Esta es una historia que por edad y lugar de nacimiento no me correspondería contar a mí. Pero durante mi etapa estudiando sociología en la UPNA, tuve la suerte de conocer a Miguel, un aragonés orgulloso de pertenecer a la clase obrera. Miguel me convenció para darle una oportunidad al Cine Quinqui. Un género, por entonces desconocido para mis sentidos, pero que enseguida acabó absorbiéndome.

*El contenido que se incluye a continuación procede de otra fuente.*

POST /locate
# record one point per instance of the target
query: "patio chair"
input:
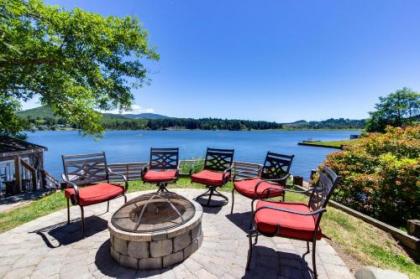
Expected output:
(216, 173)
(295, 220)
(269, 182)
(163, 167)
(92, 172)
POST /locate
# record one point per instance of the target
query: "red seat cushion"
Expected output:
(212, 178)
(291, 225)
(267, 190)
(96, 193)
(159, 175)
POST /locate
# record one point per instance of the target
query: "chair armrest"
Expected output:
(283, 178)
(228, 170)
(275, 185)
(297, 212)
(72, 185)
(244, 178)
(120, 175)
(144, 170)
(298, 191)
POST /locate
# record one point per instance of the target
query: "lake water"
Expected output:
(134, 146)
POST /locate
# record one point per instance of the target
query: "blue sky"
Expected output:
(272, 60)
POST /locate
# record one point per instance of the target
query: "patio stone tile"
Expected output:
(49, 248)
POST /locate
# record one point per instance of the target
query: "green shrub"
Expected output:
(381, 175)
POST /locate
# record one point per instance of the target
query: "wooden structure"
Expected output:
(21, 166)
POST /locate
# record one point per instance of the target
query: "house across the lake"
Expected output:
(21, 166)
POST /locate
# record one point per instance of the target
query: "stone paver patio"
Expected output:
(49, 248)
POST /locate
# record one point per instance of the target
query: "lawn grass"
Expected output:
(363, 242)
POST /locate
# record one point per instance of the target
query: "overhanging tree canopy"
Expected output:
(398, 109)
(76, 61)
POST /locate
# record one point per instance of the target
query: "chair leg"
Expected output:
(212, 191)
(256, 239)
(233, 200)
(252, 212)
(313, 259)
(83, 220)
(68, 211)
(210, 195)
(248, 263)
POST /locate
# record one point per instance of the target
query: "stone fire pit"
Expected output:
(154, 231)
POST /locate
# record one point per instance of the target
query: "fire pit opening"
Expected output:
(155, 230)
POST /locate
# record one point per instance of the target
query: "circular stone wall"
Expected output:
(158, 249)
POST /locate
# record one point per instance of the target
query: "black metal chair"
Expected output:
(90, 171)
(163, 167)
(295, 220)
(216, 173)
(268, 182)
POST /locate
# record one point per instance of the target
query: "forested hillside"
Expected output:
(42, 118)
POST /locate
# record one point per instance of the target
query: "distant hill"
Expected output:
(42, 118)
(332, 123)
(45, 112)
(145, 116)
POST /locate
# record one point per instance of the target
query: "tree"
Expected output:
(77, 62)
(398, 109)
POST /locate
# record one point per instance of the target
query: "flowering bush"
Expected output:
(381, 175)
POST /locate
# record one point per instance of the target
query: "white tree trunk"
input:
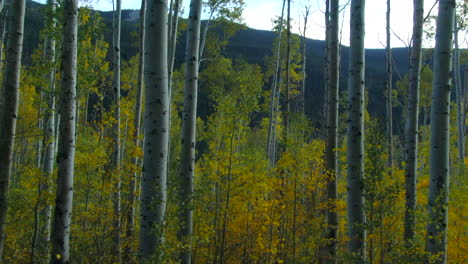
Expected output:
(440, 116)
(117, 151)
(459, 98)
(189, 119)
(153, 197)
(271, 141)
(66, 148)
(412, 119)
(130, 232)
(355, 152)
(10, 107)
(49, 138)
(332, 133)
(389, 90)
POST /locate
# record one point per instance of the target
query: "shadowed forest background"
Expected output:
(261, 188)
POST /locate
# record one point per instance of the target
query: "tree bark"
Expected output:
(130, 232)
(288, 78)
(117, 148)
(189, 119)
(355, 152)
(300, 107)
(10, 108)
(332, 133)
(412, 129)
(389, 91)
(436, 242)
(459, 99)
(3, 31)
(271, 149)
(49, 137)
(153, 197)
(66, 149)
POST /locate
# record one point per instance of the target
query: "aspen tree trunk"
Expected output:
(172, 41)
(130, 232)
(66, 149)
(355, 152)
(3, 21)
(117, 148)
(271, 150)
(153, 197)
(288, 77)
(189, 118)
(389, 91)
(10, 108)
(49, 138)
(304, 61)
(459, 98)
(412, 119)
(436, 242)
(332, 137)
(326, 58)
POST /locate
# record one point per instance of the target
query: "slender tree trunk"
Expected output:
(189, 118)
(274, 94)
(436, 243)
(355, 152)
(325, 59)
(130, 232)
(49, 139)
(10, 108)
(332, 137)
(66, 149)
(172, 41)
(412, 119)
(304, 62)
(3, 31)
(287, 110)
(117, 151)
(153, 197)
(389, 91)
(459, 98)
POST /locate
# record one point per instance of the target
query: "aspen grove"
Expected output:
(176, 133)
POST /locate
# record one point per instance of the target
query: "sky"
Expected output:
(258, 14)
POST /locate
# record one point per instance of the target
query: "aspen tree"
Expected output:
(332, 127)
(436, 242)
(389, 90)
(116, 166)
(189, 118)
(355, 151)
(459, 96)
(156, 121)
(412, 119)
(49, 135)
(130, 230)
(276, 83)
(10, 107)
(66, 148)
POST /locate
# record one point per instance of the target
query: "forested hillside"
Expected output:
(253, 46)
(139, 136)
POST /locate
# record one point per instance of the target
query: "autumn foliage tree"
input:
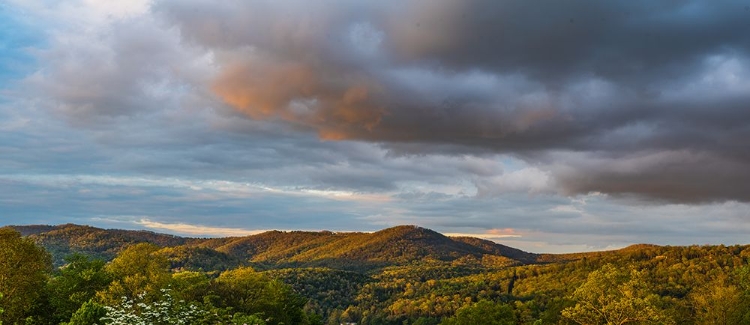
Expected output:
(24, 269)
(615, 297)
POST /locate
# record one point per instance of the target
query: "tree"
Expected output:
(252, 293)
(24, 268)
(90, 313)
(139, 269)
(483, 312)
(613, 297)
(77, 282)
(718, 302)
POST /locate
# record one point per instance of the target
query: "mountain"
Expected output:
(63, 240)
(354, 251)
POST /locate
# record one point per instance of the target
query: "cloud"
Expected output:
(602, 79)
(569, 123)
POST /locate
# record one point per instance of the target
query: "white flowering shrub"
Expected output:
(165, 311)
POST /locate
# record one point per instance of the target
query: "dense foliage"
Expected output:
(148, 283)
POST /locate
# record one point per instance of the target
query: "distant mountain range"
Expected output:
(353, 251)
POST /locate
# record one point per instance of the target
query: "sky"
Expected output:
(550, 126)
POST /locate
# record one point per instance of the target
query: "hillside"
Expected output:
(399, 275)
(401, 245)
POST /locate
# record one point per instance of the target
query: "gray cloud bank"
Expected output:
(637, 98)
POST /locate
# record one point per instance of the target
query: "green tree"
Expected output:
(139, 269)
(77, 282)
(252, 293)
(24, 269)
(613, 297)
(718, 302)
(90, 313)
(482, 312)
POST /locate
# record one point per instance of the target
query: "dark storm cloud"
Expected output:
(628, 98)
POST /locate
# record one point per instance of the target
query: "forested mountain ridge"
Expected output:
(400, 275)
(401, 245)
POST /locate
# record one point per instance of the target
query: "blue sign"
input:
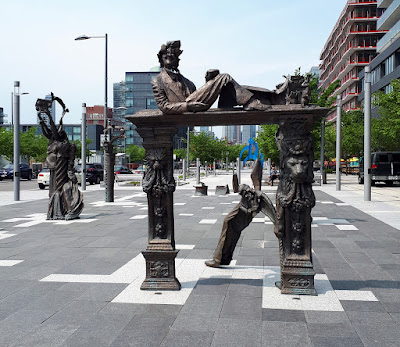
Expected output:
(253, 153)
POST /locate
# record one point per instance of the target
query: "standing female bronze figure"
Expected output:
(66, 201)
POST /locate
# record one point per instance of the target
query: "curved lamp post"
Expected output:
(106, 128)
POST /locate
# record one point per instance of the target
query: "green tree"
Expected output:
(78, 144)
(266, 142)
(352, 134)
(136, 153)
(6, 143)
(180, 153)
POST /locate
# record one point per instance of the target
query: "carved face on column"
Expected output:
(298, 167)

Durante el contexto de la transición, había una serie de jóvenes que habían sido apartados de cualquier proceso político de masas. En su mayoría provenían de los cinturones periféricos de las grandes capitales; Bilbao, Madrid o Barcelona. Una camada de jóvenes adolescentes que todos se apresuraron a ocultar bajo llave. Tanto dictadores como aspirantes a demócratas. Pero había directores de cine como Carlos Saura que hicieron de la necesidad una virtud. Volvían del exilio y necesitaban acabar con tanta mentira y tanta hipocresía. En aquella España grisácea se acumulaba el polvo y hacía falta una buena capa de pintura.
He elegido el cine para ilustrar aquel contexto. En concreto “Deprisa, Deprisa” (1981), dirigida por el propio Carlos Saura, que al menos en esta ocasión, expone pero no juzga. Es la película más romántica de aquel atrevido género cinematográfico.
No olvidemos que a estos exiliados se les juntaron otros intelectuales locales como el cantautor Luis Pastor que desde la Vallecas de 1975, les cantaba a los políticos de la transición aquello de: “Vengan a ver, vengan a ver lo que no quieren ver”. Poco a poco nos fueron mostrando la marginación a la que habían sido expuestos los jóvenes del extrarradio, cuyas vidas eran arrasadas por la heroína. La droga, la analfabetización y la necesidad de experimentar, les llevarían una y otra vez a delinquir. A salir y entrar de las cárceles. Había otra violencia que nada tenía que ver con la política de masas, y de vez en cuando conviene revisar, esa “otra transición”.